Walt Whitman

For Him I Sing - Analysis

A hymn for a person who can hold contradictions

This brief poem makes a bold claim: Whitman is singing for someone who becomes most fully himself by absorbing what seems larger than him. The speaker doesn’t praise a hero for escaping history or rules; he praises a figure who can take time, space, and immortal laws into his own being so thoroughly that they no longer feel external. The final line—the law unto himself—isn’t just about independence. It’s about an almost sacred kind of self-governance earned through contact with what precedes and exceeds the self.

The tree image: selfhood rooted in what came before

The parenthetical comparison is the poem’s emotional anchor: some perennial tree that grows out of its roots, with the present on the past. A tree doesn’t invent itself from nothing; it rises because of what’s already buried and living beneath it. By linking his subject to this tree, Whitman suggests a self that is not a clean break from tradition, ancestry, or earlier experience. The phrase the present on the past implies layering: the new moment is supported by (and maybe indebted to) older growth.

“I him dilate”: the singer enlarges the subject beyond a single life

Whitman’s voice is not modest here.

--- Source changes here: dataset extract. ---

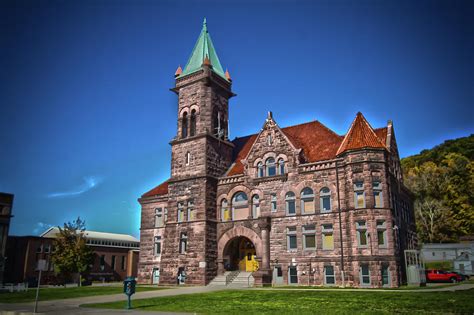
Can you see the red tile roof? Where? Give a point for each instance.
(161, 189)
(317, 142)
(360, 135)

For him I sing frames the poem as dedication, but the next claim—With time and space I him dilate—turns the singer into someone who can expand a person until he fills the cosmos. The tone becomes prophetic, as if the act of singing is a kind of making. This dilation implies that the person Whitman celebrates matters not only privately but at the scale where time and space are the measuring tools.

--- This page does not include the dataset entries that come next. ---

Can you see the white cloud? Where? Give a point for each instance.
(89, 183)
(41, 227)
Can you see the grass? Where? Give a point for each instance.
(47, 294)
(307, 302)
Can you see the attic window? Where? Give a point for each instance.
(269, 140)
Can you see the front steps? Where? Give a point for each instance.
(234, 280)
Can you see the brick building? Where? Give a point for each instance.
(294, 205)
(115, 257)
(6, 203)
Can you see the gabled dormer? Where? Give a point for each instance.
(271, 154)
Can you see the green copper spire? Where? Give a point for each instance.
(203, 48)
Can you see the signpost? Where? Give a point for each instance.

Immortal laws, and the danger of turning them inward

The key tension arrives in the collision between universal rule and individual freedom. Whitman says he will fuse the immortal laws—not discard them—so that the subject can make himself through them. Yet the outcome is radical: those laws become internalized so deeply that he becomes the law unto himself. This is both empowering and risky. If laws are fused into the self, are they still checks on ego, or do they become a justification for whatever the self wants?

A sharper question the poem leaves hanging

Whitman’s tree image insists on rootedness, but the ending insists on sovereignty. So what exactly keeps the law unto himself from becoming mere self-will? The poem seems to answer: the self he’s praising is built out of its roots, with the present resting on the past, not floating free of it.

What the poem finally celebrates

In four lines, Whitman sketches an ideal person who can carry a whole order of meaning inside his own identity: growing like a perennial tree, stretched across time and space, and shaped by immortal laws without being crushed by them. The song is not just admiration; it’s an attempt to create a model of selfhood where tradition becomes nourishment, universals become intimate, and freedom becomes a disciplined, almost cosmic maturity.